Tuesday, September 09, 2008

San Francisco has Summer Streets too.


Looks like the West Coast is also getting into the closed streets idea, much like our Summer Streets here in NYC.

I got this off Streetsblog

From, New Yorker Jen Petersen.


San Francisco held its inaugural car-free "Sunday Streets" event last weekend. New Yorker Jen Petersen was there and files this report.

Whatever the weather, San Francisco’s Fisherman’s Wharf doesn’t suffer from a shortage of dollar-shelling, strolling tourists on weekends, and so clearing street space for more people-powered mobility on a sunny morning had instant takers. As was the case at New York’s Summer Streets, more than a few participants simply stumbled upon the event. And since Civic Center and Fort Mason was hosting the U.S.’s first Slow Food Nation, a foodie-drawing tribute to regional, small-scale food producers, there was an even greater influx of slow and deliberate pilgrims on this particular weekend. There wasn’t a chance that the northern part of the route would go un-used, though I wondered how many San Franciscans actually ventured that way. But save for the artisan street vendors set up as usual at Market Street and Embarcadero, the weekend-shuttered financial district was still a tourist no-go zone.

South of the Ferry Terminal Building (itself a regional foods marketplace), however, cyclists, walkers, rollerbladers, and runners transitioned to the physical activity-promoting leg of the route.
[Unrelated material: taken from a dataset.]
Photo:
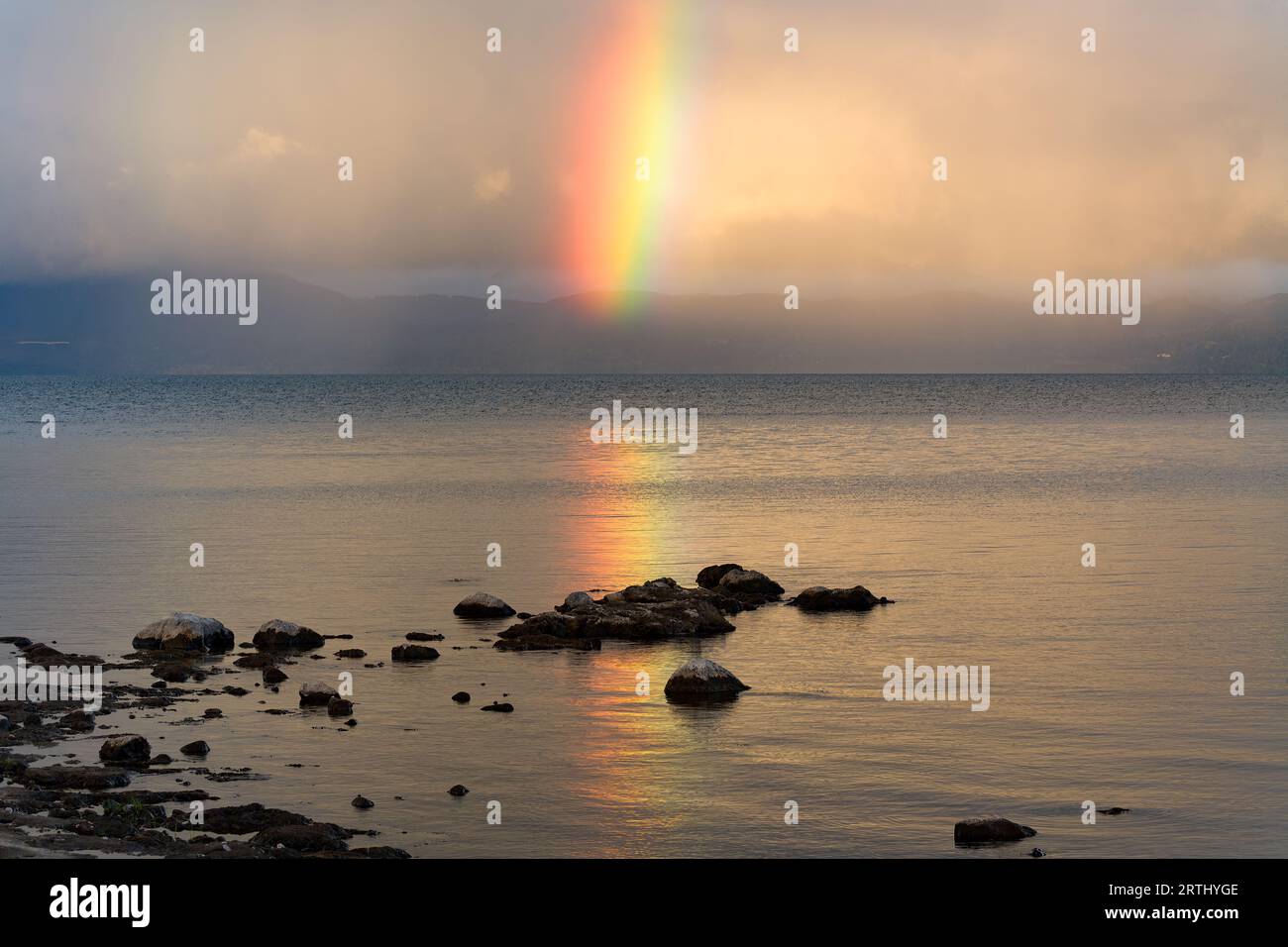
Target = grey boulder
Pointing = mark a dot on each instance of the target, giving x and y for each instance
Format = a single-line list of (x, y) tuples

And so rounding the bay’s curve to South Beach, where the SF Giants’ AT&T Park was open for base running, and the China Basin inlet, where Cheryl Burke Dance Studio offered Tribal Belly, Afro-Colombian, Salsa, and East Coast swing dance classes all morning, the re-appropriative potential of the street came to life. I maintain: there is no higher social use of street space than dancing!


read the rest Here.

Speaking of San Francisco. Chris Carlsson, one of the original riders of Critical Mass, author and world traveler will be the keynote speaker at this years Conflux festival. Sept 11th-thru the 14th. in NYC.

Conflux Festival is the art and technology festival for the creative exploration of urban public space.